Тесть тяжело дышит на сломанном стуле в стиле Людовика XIV. Обе дочери и хозяйка помогают прислуге вычищать, подбирать…
Впрочем, родственница из деревни остается безучастной. Зять, что серьезен сегодня, незаметно улыбается – у, злой!
– Сударыня, – говорит хозяйка родственнице из деревни, – примите наши извинения. Этого никогда не бывает.
Порядки
Рыжий стряпчий принимает по делам в домашней курточке, словно простой член уездного суда.
Писец, а не патрон, остался один в конторе с большими старыми окнами, выходящими на громадный двор, ухитряющийся быть узким, – так этот Париж, старый как и новый, остается неизменно противоречивым.
Он очень мил, этот молоденький писец с завитыми усами и волосами, обстриженными коротко, как сукно его зеленых ботинок
Входит Жертва: свидание было назначено как раз в этот час, в этот день, когда покровители Ябеды не заняты в суде, как рабочие в своих мастерских, и пребывают дома к услугам публики – все равно противников или клиентов.
Жертва присаживается. Какой-нибудь господин с жалобой. Дело идет, конечно, о женщине, о семействе – конечно, не его семействе, но которое принято в таких случаях называть прекраснейшим.
Проходит час, два. Отчаявшись, Жертва понимает, что это может так еще продлиться долго, хотя она и видела рыжего стряпчего, как он несколько раз прогулялся в своей куртке из кабинета к писцу и обратно. Она диктует писцу слово примирения (на этот раз речь идет о ребенке), и удаляется по великолепной лестнице древнего дома.
На следующий день очень любезное письмо – и так прекрасно написанное – просит ее соблаговолить не «вносить раздора».
Памяти моего друга
За этот самый стол в кафе, где мы так часто беседовали лицом к лицу, спустя двенадцать лет – и каких лет! – сажусь я теперь снова и вызываю твою дорогую тень. Под крикливым газом, среди адского грохота карет, смутно как некогда светят мне твои глаза и твой голос доходит до меня, низкий и глухой, как голос прошедших лет. И все твое изящное и тонкое двадцатилетнее существо, твоя прелестная голова (голова Марсо, но прекраснее), изысканная соразмерность твоего тела эфеба под одеждой джентльмена предстали мне сквозь мои медленно стекающие слезы.

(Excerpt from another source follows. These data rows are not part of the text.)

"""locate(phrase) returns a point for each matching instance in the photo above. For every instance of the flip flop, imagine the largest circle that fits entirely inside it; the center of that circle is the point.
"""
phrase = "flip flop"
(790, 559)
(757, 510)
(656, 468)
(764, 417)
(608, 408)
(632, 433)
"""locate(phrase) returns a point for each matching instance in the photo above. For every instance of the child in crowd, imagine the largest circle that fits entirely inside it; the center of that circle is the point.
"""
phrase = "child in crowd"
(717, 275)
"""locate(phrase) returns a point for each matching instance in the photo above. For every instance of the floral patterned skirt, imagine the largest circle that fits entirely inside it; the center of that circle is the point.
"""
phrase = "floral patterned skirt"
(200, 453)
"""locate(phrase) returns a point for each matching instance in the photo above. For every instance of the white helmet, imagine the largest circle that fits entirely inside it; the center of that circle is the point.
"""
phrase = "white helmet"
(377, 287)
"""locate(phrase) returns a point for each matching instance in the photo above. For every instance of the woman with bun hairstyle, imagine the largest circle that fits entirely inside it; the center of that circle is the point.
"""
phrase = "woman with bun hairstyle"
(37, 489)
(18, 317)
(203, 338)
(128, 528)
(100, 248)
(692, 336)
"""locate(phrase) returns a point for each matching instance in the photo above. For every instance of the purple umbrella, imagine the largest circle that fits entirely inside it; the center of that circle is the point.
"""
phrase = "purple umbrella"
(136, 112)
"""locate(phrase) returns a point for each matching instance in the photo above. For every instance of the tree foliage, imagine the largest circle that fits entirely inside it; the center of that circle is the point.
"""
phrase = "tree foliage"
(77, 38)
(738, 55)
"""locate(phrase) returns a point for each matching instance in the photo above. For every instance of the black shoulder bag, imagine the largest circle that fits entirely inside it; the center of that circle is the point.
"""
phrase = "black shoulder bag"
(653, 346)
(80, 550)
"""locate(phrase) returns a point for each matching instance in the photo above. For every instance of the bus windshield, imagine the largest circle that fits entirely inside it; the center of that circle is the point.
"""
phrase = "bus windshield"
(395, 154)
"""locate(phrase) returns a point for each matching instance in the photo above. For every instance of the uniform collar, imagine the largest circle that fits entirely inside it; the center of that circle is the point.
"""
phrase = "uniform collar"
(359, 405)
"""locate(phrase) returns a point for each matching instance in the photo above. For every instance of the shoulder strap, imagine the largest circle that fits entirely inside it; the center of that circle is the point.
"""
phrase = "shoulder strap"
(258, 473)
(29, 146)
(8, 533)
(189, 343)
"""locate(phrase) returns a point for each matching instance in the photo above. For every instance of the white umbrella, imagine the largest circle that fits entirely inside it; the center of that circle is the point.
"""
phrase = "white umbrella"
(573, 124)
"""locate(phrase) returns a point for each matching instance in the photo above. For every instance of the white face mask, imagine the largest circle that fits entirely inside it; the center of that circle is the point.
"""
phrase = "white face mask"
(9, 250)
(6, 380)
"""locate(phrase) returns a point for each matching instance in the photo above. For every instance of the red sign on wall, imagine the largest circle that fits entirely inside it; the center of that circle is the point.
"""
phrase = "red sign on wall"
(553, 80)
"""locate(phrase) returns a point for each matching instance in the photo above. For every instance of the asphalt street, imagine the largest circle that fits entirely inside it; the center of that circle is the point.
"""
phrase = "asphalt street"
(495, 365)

Увы!.. О, погубили чуткость, о, беспримерная горестная жертва, о, глупец, не сумевший во время понять!.. Когда разразилась ужасная война, от которой едва не погибла наша родина, ты поступил в полк, ты, которого освобождало от этого слишком обширное сердце, ты умер жестокой смертью, благородный ребенок, ради меня, не стоившего ни единой капли твоей крови, – и ради нее, ради нее!
Умершая
В былое, увы, уже былое, время – как, однако, стареешь, все же недостаточно быстро приближаясь к могиле! – когда я ухаживал весьма классически и весьма буржуазно с ужасным пленительным и нелепым оттенком скептического энтузиазма, я, помнится, написал приблизительно следующие забавные строчки: «Она будет небольшого роста, тонка, с наклонностью к полноте, одета почти просто, чуть-чуть лишь кокетлива, но совсем немного. Я вижу ее всегда в сером и зеленом, нежно-зеленом и темно-сером, в тон ее неопределенных волос, светло-русых, но ближе к темным, и ее глаз, цвета которых никак не назовешь и выражения не разгадаешь. Быть может, добра, хотя вероятно мстительна и способна на неисцелимое злопамятство.
Совсем маленькие ручки, маленький лоб, которого поцелуй может коснуться быстрым приветствием, чтобы перейти к другому.
На висках – голубая сеть жилок, быстро вздувающихся от предвзятого гнева, из простительных, впрочем, причин.
Словом, женщина достойная нас, в грозу бурная, как море, но тихая и баюкающая, как оно, стойкая и заслуживающая того, чтобы с ней боролись ласками и гневом».